I bet there are some Anons here this morning: people who feel left out, different, who don’t have a place to belong….someone with a dis-ease that needs the touch of loving hands. This day, in or beyond this place, it will happen….somewhere here is the hand that can reach out and help you…because I also know that God is here, working through someone…..
But I also know for sure that there are Namaans here this
morning: people
who have no connection with the muddy messy waters of the
people who’ve been looking all over for healing and wholeness, or
People who can’t admit they need help outside their own control, or
people who wouldn’t touch an AIDS patient, or dirty their hands with the homeless, let alone immerse themselves in Anon’s world.
But grace happens--grace is the great leveler: god’s grace is offered to both Namaan and Anon, powerful and powerless
All of us, need healing
powerful, upper-middle class Americans or humble welfare recipient
old or young, black or white, rich or poor
need to have something fixed that’s wrong with our lives, that’s not the way God wants our lives to be….it might be I need a course in humility, or you might need to know you are valuable to God….it might be a physical healing, or perhaps it’s spiritual, or relational.
I am here to tell you –the text is here to tell you: healing happens—differently for each of us, often in unexpected ways, though unexpected people, but it happens.

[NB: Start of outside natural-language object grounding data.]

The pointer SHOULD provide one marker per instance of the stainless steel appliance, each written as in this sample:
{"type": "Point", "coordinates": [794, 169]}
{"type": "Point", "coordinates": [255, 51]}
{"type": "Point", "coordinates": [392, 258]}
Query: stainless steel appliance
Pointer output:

For both Namaan and Anon, it was an individual healing, and but only at first. Both went on to call attention to their society’s need for healing, to change their habits, to share their stories with the larger community. Healing happens, but for Christians it must always also be communal:
Think of which leprosy needs addressing in our society: the leprosy of power, or the leprosy of poverty? Or both?
remember the little girl, and the servants in the story, more powerless Anons, without whose wisdom and compassion Namaan’s healing would not have happened ….
we need to listen to the children, listen to the captive, listen to the poor, listen to the powerless…for they hold the key to our healing
May God forgive us for our individualism,
may God heal our dis-ease, and
may God make our society, through us, or in spite of us, more whole.
Amen
Benediction
May we have the compassion of the child to reach out even to the powerful
May we have the humility of Namaan to seek help when we are hurting
May we have the wisdom of the servants to speak it like it is
May we have the faithfulness of Jesus to love outside the box.